Laofa se figea. L’Autre utilisait rarement le “je”. Quand sa personnalité s’affirmait autant, ça annonçait les ennuis. Et en même temps, c’était vrai… Elle ne savait pas faire mentir son masque, mais l’Autre… Elle avait utilisé une fois cette capacité.
Céder la place à l’Autre, même un peu, c’était risqué. C’était aussi tentant, parfois, car l’Autre savait des choses qu’elle-même ne pouvait pas faire.
-Je suis là pour t’aider. Te rendre forte.
-Né, tu es là pour tuer et prendre ma place pour le faire.

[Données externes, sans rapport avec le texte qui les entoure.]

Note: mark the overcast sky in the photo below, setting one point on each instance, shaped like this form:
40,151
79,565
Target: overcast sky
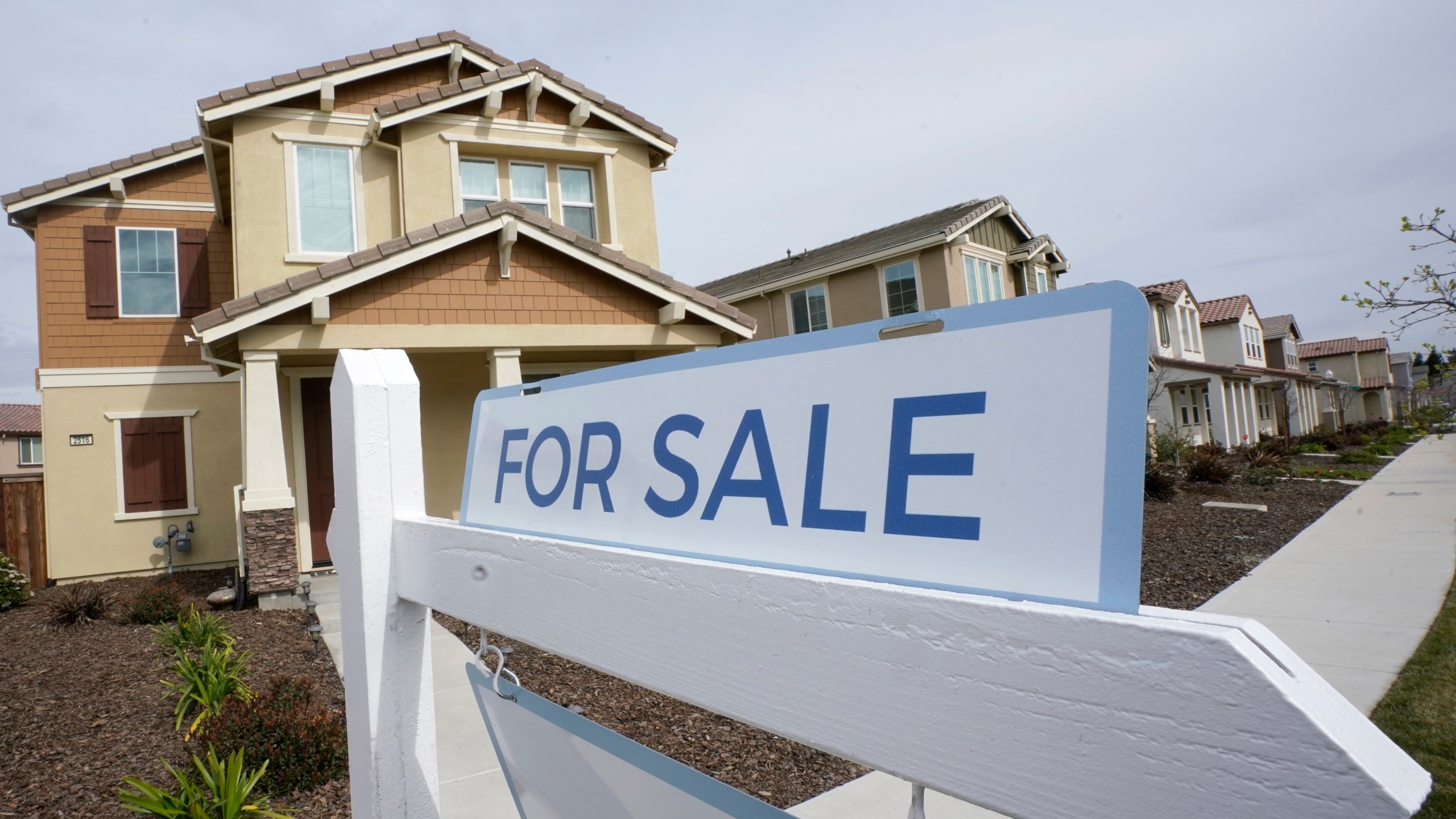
1265,148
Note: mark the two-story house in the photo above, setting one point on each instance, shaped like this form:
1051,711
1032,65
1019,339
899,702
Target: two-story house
1209,375
1363,366
966,254
493,219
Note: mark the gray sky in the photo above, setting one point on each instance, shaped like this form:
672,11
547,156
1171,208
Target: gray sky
1264,148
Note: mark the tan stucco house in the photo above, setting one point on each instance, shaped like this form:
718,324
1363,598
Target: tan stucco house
494,219
966,254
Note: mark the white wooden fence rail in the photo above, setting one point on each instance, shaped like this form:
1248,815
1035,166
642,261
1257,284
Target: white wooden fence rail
1027,709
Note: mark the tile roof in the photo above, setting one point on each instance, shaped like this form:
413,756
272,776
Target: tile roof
940,222
507,72
1167,291
19,419
1216,311
100,171
363,258
373,56
1342,346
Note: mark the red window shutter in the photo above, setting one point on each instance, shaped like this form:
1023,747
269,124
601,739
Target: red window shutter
193,270
154,454
101,270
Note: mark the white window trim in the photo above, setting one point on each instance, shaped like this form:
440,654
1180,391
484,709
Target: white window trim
884,295
121,474
290,142
596,213
177,274
19,445
510,184
788,307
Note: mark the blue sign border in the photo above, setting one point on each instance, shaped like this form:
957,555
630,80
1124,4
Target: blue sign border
1122,559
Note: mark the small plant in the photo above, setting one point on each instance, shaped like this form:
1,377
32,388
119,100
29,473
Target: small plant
79,604
1207,468
159,602
284,725
194,631
223,791
207,682
1263,477
15,586
1363,457
1160,481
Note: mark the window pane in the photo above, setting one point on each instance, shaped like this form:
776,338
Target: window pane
149,273
581,219
528,183
576,184
325,200
478,178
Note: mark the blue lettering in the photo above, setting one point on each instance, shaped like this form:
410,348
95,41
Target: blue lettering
676,465
507,467
597,429
814,515
765,486
903,464
560,436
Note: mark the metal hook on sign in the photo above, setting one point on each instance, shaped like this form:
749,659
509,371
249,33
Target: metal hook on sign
500,668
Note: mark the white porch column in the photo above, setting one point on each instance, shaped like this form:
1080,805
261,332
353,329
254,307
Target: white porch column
270,528
506,366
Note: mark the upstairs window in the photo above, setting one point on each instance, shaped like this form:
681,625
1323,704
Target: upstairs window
578,208
900,289
325,178
810,309
32,454
529,187
983,282
479,184
147,271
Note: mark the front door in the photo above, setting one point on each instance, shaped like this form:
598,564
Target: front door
318,455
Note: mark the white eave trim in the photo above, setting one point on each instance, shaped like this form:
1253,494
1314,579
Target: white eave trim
423,251
104,181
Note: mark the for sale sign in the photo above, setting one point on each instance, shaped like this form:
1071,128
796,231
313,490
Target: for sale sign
992,449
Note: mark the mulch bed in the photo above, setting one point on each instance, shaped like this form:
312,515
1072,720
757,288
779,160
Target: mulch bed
82,707
1192,553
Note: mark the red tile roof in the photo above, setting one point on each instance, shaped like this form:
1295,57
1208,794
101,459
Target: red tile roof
19,419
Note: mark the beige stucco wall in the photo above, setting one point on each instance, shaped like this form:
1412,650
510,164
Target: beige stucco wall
82,494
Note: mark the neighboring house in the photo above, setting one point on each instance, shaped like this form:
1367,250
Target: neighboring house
494,219
966,254
1209,377
1363,367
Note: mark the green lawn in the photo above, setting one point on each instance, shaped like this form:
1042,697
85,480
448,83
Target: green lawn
1420,710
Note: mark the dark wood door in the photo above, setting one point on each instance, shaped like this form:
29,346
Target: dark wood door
318,454
24,503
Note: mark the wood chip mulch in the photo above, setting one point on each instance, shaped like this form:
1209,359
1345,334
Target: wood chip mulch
82,707
1192,553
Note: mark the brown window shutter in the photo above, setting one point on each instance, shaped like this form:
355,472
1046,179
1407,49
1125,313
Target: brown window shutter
154,457
101,270
193,270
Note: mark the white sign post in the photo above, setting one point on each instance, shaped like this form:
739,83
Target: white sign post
792,620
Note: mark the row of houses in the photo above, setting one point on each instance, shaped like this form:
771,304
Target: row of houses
495,221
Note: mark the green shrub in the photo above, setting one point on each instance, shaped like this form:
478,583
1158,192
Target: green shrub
158,602
194,631
1160,481
1264,477
15,586
207,682
286,726
1207,468
1359,457
79,604
223,791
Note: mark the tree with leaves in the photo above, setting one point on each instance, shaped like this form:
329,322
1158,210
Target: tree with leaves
1428,293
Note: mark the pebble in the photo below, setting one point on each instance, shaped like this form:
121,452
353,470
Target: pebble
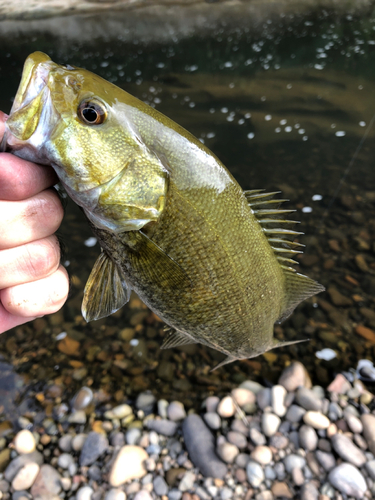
348,480
270,423
160,486
25,477
84,493
316,420
212,420
176,411
128,464
262,455
115,494
226,407
278,394
308,438
227,452
24,442
200,445
255,473
94,446
164,427
348,450
294,376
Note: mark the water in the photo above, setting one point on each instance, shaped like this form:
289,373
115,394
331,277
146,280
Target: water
284,104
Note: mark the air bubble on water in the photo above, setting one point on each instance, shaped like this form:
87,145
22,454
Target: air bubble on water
61,336
90,242
327,354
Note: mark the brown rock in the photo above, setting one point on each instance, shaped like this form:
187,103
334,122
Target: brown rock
366,333
68,346
281,489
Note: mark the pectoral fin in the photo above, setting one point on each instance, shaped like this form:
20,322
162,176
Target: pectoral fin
106,290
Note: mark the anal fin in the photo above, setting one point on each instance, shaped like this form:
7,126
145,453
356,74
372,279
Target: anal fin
106,290
175,339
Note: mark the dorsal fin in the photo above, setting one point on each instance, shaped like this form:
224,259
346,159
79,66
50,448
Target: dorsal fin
298,287
264,207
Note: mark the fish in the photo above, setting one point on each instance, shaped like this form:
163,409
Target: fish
213,261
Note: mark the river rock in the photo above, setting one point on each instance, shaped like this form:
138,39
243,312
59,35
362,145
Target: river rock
25,477
94,446
348,480
348,450
368,422
24,442
201,448
47,483
294,376
128,465
255,474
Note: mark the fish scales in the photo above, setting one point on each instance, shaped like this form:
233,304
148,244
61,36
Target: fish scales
172,222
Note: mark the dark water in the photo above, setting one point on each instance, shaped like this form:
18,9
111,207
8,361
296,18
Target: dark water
285,109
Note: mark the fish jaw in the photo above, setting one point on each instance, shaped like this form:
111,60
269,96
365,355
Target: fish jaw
33,117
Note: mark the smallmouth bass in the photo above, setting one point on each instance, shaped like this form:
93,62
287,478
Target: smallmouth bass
214,262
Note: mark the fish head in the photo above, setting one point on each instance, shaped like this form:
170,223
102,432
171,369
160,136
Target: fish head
76,121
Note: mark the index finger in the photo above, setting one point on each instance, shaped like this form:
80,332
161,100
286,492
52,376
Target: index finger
21,179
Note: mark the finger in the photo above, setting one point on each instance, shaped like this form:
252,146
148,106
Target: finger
8,321
29,262
37,298
29,220
21,179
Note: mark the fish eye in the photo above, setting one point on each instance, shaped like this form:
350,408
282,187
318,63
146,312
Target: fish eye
92,112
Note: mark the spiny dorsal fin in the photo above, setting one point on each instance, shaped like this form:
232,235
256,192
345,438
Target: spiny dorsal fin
106,290
175,338
262,206
298,287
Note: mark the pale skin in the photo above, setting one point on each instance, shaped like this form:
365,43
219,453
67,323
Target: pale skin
33,283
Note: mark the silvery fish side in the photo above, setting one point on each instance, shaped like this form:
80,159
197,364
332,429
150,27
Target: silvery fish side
214,262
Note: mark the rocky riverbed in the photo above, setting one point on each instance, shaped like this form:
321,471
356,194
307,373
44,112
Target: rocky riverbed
288,440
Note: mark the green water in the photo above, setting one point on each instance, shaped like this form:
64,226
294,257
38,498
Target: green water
285,105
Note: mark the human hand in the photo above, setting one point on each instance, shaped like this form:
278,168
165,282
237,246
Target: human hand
32,281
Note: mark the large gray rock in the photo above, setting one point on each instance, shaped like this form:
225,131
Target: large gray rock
348,480
201,447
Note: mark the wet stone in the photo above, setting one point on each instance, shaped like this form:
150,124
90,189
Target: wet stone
348,450
200,445
348,480
94,446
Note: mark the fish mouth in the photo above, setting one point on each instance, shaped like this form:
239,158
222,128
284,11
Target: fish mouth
26,127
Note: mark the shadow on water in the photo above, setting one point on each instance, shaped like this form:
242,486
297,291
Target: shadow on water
284,106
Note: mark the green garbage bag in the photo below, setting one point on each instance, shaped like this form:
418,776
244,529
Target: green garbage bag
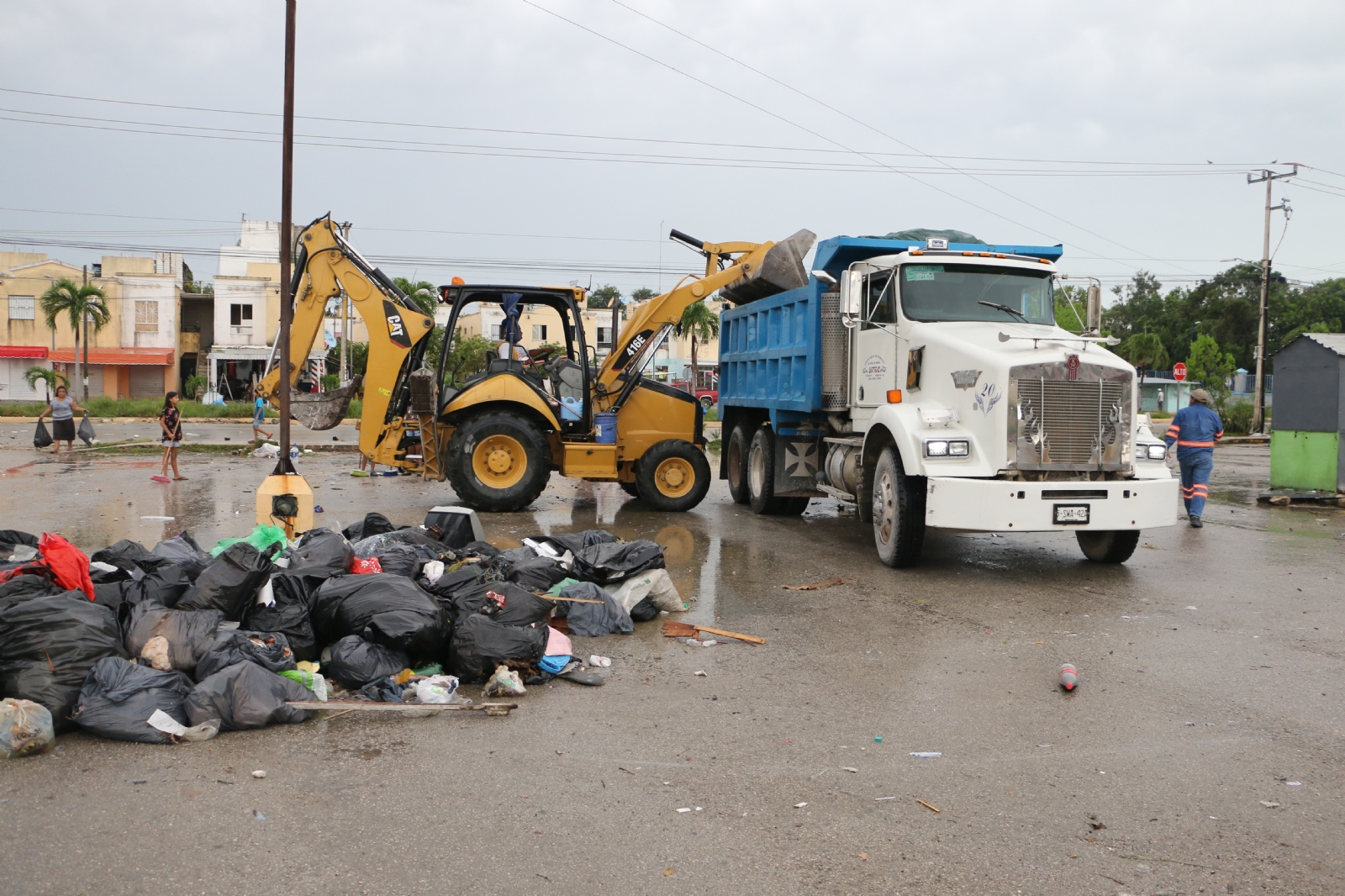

-Je ne suis qu’une part de toi.
-Je souscris de moins en moins à cette théorie. Même si c’est le cas, ça ne change pas grand chose. Je ne veux pas que tu fasses du mal à mes amis.
La voix ne répondit rien. Elle savait que Laofa avait déjà accepté.
-Qu’est-ce qui me perturbe autant, finalement, avec mon Guerrier ? Je comprends qu’il faille garder le secret. Cela nous est utile à tous les deux.
-Il se sert de toi.
-Et moi de lui. On est juste deux homins forcés à la solitude qui se réconfortent un peu.
-Oy, c’est ça qui te perturbe ! C’est pas ton Rouge. Tu ne peux pas le laisser faire danser ton cœur, ni croire que cela va durer toujours. Tu ne fonderas jamais de famille avec lui. Tu ne vieilliras pas à ses côtés. Tu ne peux même pas lui demander du soutien dans tes recherches, du soutien pour faire face à ta corruption. C’est qu’une grenouille verte, même si c’est une sacré grenouille !
Laofa reste figée d’étonnement, de stupéfaction. Puis s’effondre et pleure à chaudes larmes devant la vérité qu’elle vient de trouver.
Elle se laisse enfin aller à vider sa gourde, puis anesthésiée, prend la direction de Thésos et finit la soirée en vidant la cave de Pecus Cegrips.